- Region: Barbuda
- Ethnicity: Barbudans
- Native speakers: ~1,400 (in Antigua and Barbuda; 2011 estimate)
- Language family: English Creole Antiguan and Barbudan CreoleBarbudan Creole; ;

Language codes
- ISO 639-3: –
- Linguasphere: 52-ABB-apl
- IETF: aig-u-sd-ag10
- regions where Barbudan Creole is the language of the majority

= Barbudan Creole =

Creole spoken in Barbuda

Barbudan Creole is a variety of Antiguan and Barbudan Creole primarily spoken by Barbudans. The dialect is more distant from the dialects of the language spoken in Antigua than that of Montserrat, and the creole largely developed separately from Antiguan Creole due to the isolation of the island and Barbuda having very few English inhabitants during colonial times. As nearly all Barbudans are of Fante ancestry, the creole also tends to be more influenced by the Fante dialect. The past tense marker min is a distinctive feature of the dialect.

== Etymology ==
Barbudan Creole is a formal term often used as an exonym by linguists. In most informal situations, the language is referred to as dialect, raw, broad, or scrap language. Prop taakin is a term used to refer to a mix of Barbudan Creole and standard English, and yankin is a related term.
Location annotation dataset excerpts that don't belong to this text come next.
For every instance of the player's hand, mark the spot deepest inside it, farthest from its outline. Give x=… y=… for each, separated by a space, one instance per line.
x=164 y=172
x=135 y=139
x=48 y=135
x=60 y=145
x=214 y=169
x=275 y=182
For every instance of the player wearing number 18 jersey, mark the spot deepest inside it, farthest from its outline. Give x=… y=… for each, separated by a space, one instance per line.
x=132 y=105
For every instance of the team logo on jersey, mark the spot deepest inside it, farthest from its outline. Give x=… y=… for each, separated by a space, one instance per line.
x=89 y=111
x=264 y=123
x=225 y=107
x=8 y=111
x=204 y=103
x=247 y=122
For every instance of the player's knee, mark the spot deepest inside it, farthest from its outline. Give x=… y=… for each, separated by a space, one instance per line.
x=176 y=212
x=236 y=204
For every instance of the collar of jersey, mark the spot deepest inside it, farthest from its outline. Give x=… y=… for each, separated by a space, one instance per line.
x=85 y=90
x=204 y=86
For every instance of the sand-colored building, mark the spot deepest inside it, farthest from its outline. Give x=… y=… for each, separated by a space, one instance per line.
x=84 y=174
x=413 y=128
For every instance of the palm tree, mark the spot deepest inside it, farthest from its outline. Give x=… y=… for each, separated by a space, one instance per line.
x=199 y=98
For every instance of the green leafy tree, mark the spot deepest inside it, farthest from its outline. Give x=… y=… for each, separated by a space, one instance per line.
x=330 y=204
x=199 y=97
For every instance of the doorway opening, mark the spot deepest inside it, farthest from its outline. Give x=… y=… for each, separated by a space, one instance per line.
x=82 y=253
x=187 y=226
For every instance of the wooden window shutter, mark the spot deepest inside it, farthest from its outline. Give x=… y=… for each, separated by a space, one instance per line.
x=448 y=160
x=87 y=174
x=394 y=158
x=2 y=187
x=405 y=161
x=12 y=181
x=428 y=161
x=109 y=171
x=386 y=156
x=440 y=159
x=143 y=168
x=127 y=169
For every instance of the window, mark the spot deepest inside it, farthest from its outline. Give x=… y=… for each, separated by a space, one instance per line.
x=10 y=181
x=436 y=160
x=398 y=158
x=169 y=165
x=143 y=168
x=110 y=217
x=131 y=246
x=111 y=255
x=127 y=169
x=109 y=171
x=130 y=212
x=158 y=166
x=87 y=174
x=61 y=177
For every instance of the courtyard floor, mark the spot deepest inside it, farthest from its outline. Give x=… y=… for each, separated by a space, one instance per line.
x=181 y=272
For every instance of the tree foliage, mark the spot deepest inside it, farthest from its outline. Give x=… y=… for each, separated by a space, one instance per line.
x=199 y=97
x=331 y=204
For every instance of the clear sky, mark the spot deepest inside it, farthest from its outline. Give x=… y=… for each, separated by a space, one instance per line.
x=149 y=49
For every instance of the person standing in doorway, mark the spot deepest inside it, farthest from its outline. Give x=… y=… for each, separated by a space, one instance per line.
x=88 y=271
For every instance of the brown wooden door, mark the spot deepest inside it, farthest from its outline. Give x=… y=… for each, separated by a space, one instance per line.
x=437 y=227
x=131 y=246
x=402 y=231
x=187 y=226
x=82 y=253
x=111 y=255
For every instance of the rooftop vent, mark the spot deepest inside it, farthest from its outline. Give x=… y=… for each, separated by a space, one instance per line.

Usage of these acrolectal registers tends to be looked down upon in Barbudan society.

== History ==
Beginning in the 1600s, colonists made many attempts at settling Barbuda, each time driven away by the Kalinago, which inhabited the island up to the 1700s. In 1668, John Winthorpe briefly leased the island until relinquishing it, resulting in the Codrington family leasing it from 1685. The development of Barbudan Creole was heavily impacted by the lack of English speakers, ranging from one to four for most of the island's history. White settlement and immigration was largely banned aside from the resident manager until the 1850s, and was still nearly non-existent up to the 2000s.

== Grammar ==
A is the most common progressive aspectual marker in the language. De is also heard to a lesser extent, although it is viewed as less proper and is part of the basilect. There are two future tense markers, go and a go which depend on context. Go is described by Winford as indicating volition, and a go is viewed as indicating intention. Some other future tense markers such as wan and wil also exist, although these are much rarer and only a few persons in a 2002 study used them. Min and the reduced mi are the main past tense markers. An dey is considered the "purest" plural marker among Barbudans, although the plural marker an dem is also heard on the island. The North Antiguan term aayu is also sometimes heard as unu in Barbuda, and the South Antiguan om or am is used in Barbuda to refer to objects.